The Maroons are the descendants of enslaved Africans who escaped from the plantations and made their way into the heart of the jungle to escape. Kongnetiman-Pansa’s family are Maroon and she and her husband felt they had to do something. “When you are in a position to give,” she says flatly, “you need to give.”
Roots of YEEPI Foundation
So in 2009, the family set about fundraising and eventually packed several skids with 1,500 pounds of school supplies, backpacks, stuffed animals and pajamas for Surinamese children. Shortly after that, in 2010, with the support of friends, they created the YEEPI Foundation, focused on providing help for projects identified by communities in Suriname.
One of their most successful projects, in 2018, provided washable sanitary napkins to women for health and sanitary reasons. However, through that project they came to understand that as many of the women were talking about their physical health, they were often also talking about mental health.

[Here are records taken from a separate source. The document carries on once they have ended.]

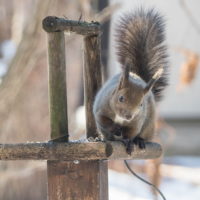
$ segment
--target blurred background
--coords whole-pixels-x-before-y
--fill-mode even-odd
[[[102,23],[105,80],[120,68],[113,38],[122,13],[155,7],[166,18],[170,85],[158,108],[155,141],[164,155],[130,161],[167,199],[200,199],[200,2],[198,0],[0,0],[0,143],[49,140],[46,33],[54,15]],[[70,139],[84,137],[82,37],[66,34]],[[109,162],[110,200],[157,199],[122,161]],[[0,161],[0,200],[45,200],[45,161]]]

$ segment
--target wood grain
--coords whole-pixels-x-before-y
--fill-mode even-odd
[[[84,38],[84,102],[86,109],[87,137],[97,137],[96,124],[92,112],[97,91],[102,86],[99,36]]]
[[[98,22],[74,21],[55,16],[48,16],[43,19],[43,29],[47,32],[67,31],[79,35],[98,35],[100,24]]]
[[[48,33],[49,107],[51,139],[68,140],[65,38],[63,32]]]
[[[92,108],[95,96],[102,86],[102,66],[100,54],[100,36],[84,37],[84,102],[86,109],[86,134],[87,137],[96,138],[98,136],[96,123]],[[90,180],[93,194],[84,199],[108,200],[108,164],[103,160],[94,161],[93,166],[90,162],[86,163],[89,173],[96,174]],[[81,169],[82,170],[82,169]],[[85,171],[86,172],[86,171]],[[95,187],[93,187],[93,183]],[[90,190],[90,189],[89,189]],[[82,198],[78,198],[82,199]]]
[[[48,165],[49,200],[108,199],[106,161],[48,161]]]
[[[67,86],[65,65],[65,38],[64,32],[48,33],[48,60],[49,60],[49,107],[50,107],[50,137],[54,140],[68,141],[68,118],[67,118]],[[26,152],[26,151],[24,151]],[[53,154],[53,150],[50,151]],[[41,152],[38,155],[43,155]],[[56,154],[55,154],[56,156]],[[23,155],[25,157],[25,155]],[[48,171],[48,198],[63,200],[60,195],[65,193],[68,185],[61,185],[61,176],[56,176],[52,167],[58,171],[63,166],[61,161],[55,165],[47,162]],[[53,187],[52,187],[53,185]],[[62,188],[57,192],[56,188]],[[69,187],[70,188],[70,187]],[[72,190],[72,188],[71,188]]]
[[[121,142],[67,142],[0,144],[0,160],[115,160],[152,159],[161,155],[159,144],[135,146],[131,155]]]

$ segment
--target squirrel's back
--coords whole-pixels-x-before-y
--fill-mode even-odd
[[[117,26],[116,42],[118,60],[122,67],[148,82],[159,68],[163,74],[152,88],[156,101],[167,85],[167,52],[164,44],[164,20],[154,9],[138,9],[125,14]]]

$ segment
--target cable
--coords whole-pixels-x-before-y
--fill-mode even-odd
[[[146,184],[150,185],[151,187],[153,187],[159,194],[160,196],[163,198],[163,200],[166,200],[165,196],[163,195],[163,193],[152,183],[149,183],[148,181],[146,181],[145,179],[141,178],[139,175],[137,175],[129,166],[127,160],[124,160],[124,163],[126,165],[126,167],[128,168],[128,170],[135,176],[137,177],[139,180],[145,182]]]

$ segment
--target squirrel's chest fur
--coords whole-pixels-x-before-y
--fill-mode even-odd
[[[123,125],[124,123],[129,122],[129,120],[125,120],[125,119],[123,119],[122,117],[120,117],[119,115],[116,114],[115,117],[114,117],[114,122],[117,123],[117,124]]]

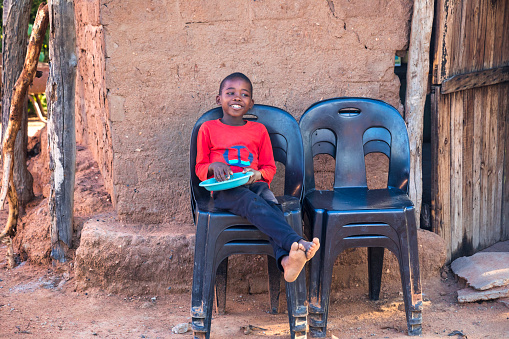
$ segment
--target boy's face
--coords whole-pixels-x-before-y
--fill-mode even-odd
[[[254,105],[252,88],[241,78],[234,78],[224,82],[223,90],[216,97],[216,102],[223,108],[223,120],[228,122],[242,122],[242,117]]]

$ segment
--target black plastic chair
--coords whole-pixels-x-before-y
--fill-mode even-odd
[[[409,335],[419,335],[422,295],[414,207],[408,197],[410,151],[399,112],[378,100],[335,98],[302,115],[304,226],[321,240],[309,263],[309,333],[325,337],[334,262],[347,248],[368,247],[369,297],[378,300],[384,248],[399,262]],[[367,187],[365,155],[389,158],[386,189]],[[313,157],[335,159],[334,189],[317,190]]]
[[[214,285],[217,311],[224,313],[230,255],[268,256],[271,313],[277,313],[279,308],[282,274],[273,257],[273,248],[268,237],[246,219],[214,208],[210,192],[199,186],[200,180],[194,171],[198,130],[205,121],[221,118],[222,115],[220,107],[203,114],[196,122],[191,136],[191,206],[196,225],[191,316],[195,338],[210,336]],[[285,165],[284,196],[277,199],[287,222],[301,235],[304,156],[299,125],[289,113],[265,105],[254,105],[245,118],[265,125],[271,139],[274,159]],[[306,338],[307,305],[304,273],[301,273],[295,282],[286,283],[286,296],[292,338]]]

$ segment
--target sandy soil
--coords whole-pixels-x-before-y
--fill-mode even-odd
[[[190,338],[172,327],[190,321],[190,294],[120,296],[77,293],[72,266],[6,267],[0,247],[1,338]],[[459,284],[449,275],[423,282],[422,338],[509,338],[509,308],[498,301],[458,304]],[[404,338],[401,296],[385,286],[382,300],[366,289],[333,296],[328,338]],[[227,312],[215,315],[211,338],[289,338],[286,314],[271,315],[268,296],[228,295]],[[249,335],[243,328],[253,325]],[[458,333],[455,335],[454,333]],[[461,334],[463,334],[463,336]]]
[[[83,148],[79,148],[78,156],[75,227],[79,235],[80,224],[87,216],[104,212],[111,204],[100,185],[97,164]],[[39,175],[43,173],[41,167],[35,168]],[[29,227],[38,227],[47,218],[47,182],[39,181],[39,196],[28,206],[18,229],[25,239],[48,234],[47,230],[36,232]],[[0,223],[5,223],[5,217],[6,211],[2,211]],[[25,249],[32,258],[47,255],[45,248]],[[38,264],[23,261],[10,269],[5,252],[5,245],[0,245],[0,338],[192,337],[190,331],[172,333],[175,325],[190,321],[189,292],[150,296],[77,292],[72,261],[58,265],[42,259]],[[424,280],[422,285],[422,338],[509,338],[509,308],[504,303],[458,304],[456,291],[462,283],[450,272]],[[334,292],[328,338],[406,337],[400,291],[397,285],[383,286],[377,302],[368,300],[366,286]],[[226,314],[214,315],[211,338],[289,338],[287,315],[271,315],[268,309],[266,293],[228,293]],[[245,334],[249,325],[256,327]]]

As Linda explains, this too is YEEPI.
It’s not just about lending a hand and saying, ‘Here you go,’ it's about opening up ways of talking. So even a conversation about mental health is lending a hand to demystify mental health and the impact of mental illness on society.
From those conversations, the YEEPI Foundation created Operation Health First, holding online (because of COVID) mental health conferences in 2021 and 2022. This year they are planning the first-ever in-person conference, which will bring individuals and communities together to discuss the mental health, mental well-being, and mental illness of Maroon people living in Suriname.